I was too horrified to believe that the stories were true. How could they be true, when half of my mother's Jewish relatives died at the hands of Nazis, that with surprising prevalence, people around the world deny the Holocaust ever happened? For a tragedy of this scale, denial is not an option. Denial is not only an assault on the past but also on the victims of past catastrophes. It is unfortunate that in the wake of the Holocaust--that most terrible manifestation of anti-semitism (humanity's "oldest hatred")--we must expend energy combating denial, instead of ending anti-semitism itself.
Humankind must heal itself, and we cannot heal if we do not do so together. The Holocaust exemplifies the capacity of human hatred, and after all that was destroyed, humanity was given a clear duty: To never allow a genocide to occur again. But denial prohibits progress.
It is a challenge to confront stubborn deniers, since their goal is not simply to be historically uninformed. Their objective is more often broader racism or political extremism. Some seek to delegitimize the Jewish state of Israel, which they believe only exists because of the Holocaust. Others seek to rekindle Nazi ideologies or political fascism.
Denial and distortion are manifested in varying degrees of expression but always result in harm. Some skinheads may draw swastikas in the bathroom stall, while others attempt to discredit the experience of the Jewish people and others who fell victim. They even turn the tables onto the victims themselves, seeing victimhood and the accompanying sympathy as part of a Jewish scheme for world domination.
What is important, though, is to recognize the racist motives behind these actions. What does Holocaust denial and distortion reveal about the person who perpetuates it? The most effective way to combat denial is education of our youth, since there are no criminal consequences for deniers. Unlike in Germany and other parts of Europe, Holocaust denial and distortion is not illegal in the United States, because freedom of speech, no matter how inaccurate or bigoted, is protected under the First Amendment. Through education, denial and distortion can be prevented.
The mark that the Holocaust branded on human memory must prevail, if we are to learn from the past. It is difficult for a rational person to deny the Holocaust, since it is the most documented event in human history. The documents, memoirs, photos, and other vestiges from the Holocaust are essential in furthering Holocaust education, and preserving victims' experiences. It is imperative that school systems teach a more in-depth history of the Holocaust, for I believe that educating younger generations is the most effective way to protect this historical record. Taking an elective Holocaust studies class broadened my understanding significantly, and inspired me to read my own family's memoirs written during the Holocaust.

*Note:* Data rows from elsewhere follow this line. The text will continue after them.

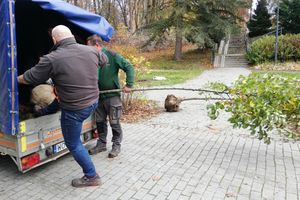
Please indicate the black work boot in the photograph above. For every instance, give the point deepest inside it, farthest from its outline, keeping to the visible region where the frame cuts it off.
(116, 149)
(98, 148)
(85, 181)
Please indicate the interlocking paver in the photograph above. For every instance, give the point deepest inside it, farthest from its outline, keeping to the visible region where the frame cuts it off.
(182, 155)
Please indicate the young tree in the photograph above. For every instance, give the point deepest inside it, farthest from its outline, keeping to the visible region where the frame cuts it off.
(260, 22)
(289, 16)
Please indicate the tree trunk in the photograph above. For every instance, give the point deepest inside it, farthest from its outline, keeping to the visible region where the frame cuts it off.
(178, 45)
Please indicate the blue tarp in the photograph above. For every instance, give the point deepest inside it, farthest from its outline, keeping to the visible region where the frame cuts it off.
(88, 21)
(9, 102)
(8, 72)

Denial and distortion of the Holocaust is dangerous because it impedes our ability to understand genocides and consequently to prevent them. The Holocaust grew and festered in one of the most advanced countries of the time. If bystanders were unable to recognize and prevent it then and there, it could be even more difficult to recognize an impending catastrophe in new times and places, such as countries like Cambodia and Bosnia. We cannot learn to recognize the warning signs, or notice the preconditions, when some do not even acknowledge that the Holocaust occurred. The European parliament called the civil war in Syria a genocide, which could be essential in how we view the murder of the country's citizens and respond to refugees.
Holocaust denial and distortion are damaging, and can be expressed in many ways, but with education and empathy, humankind can fight ignorance, and prevent events such as Holocaust from occurring ever again.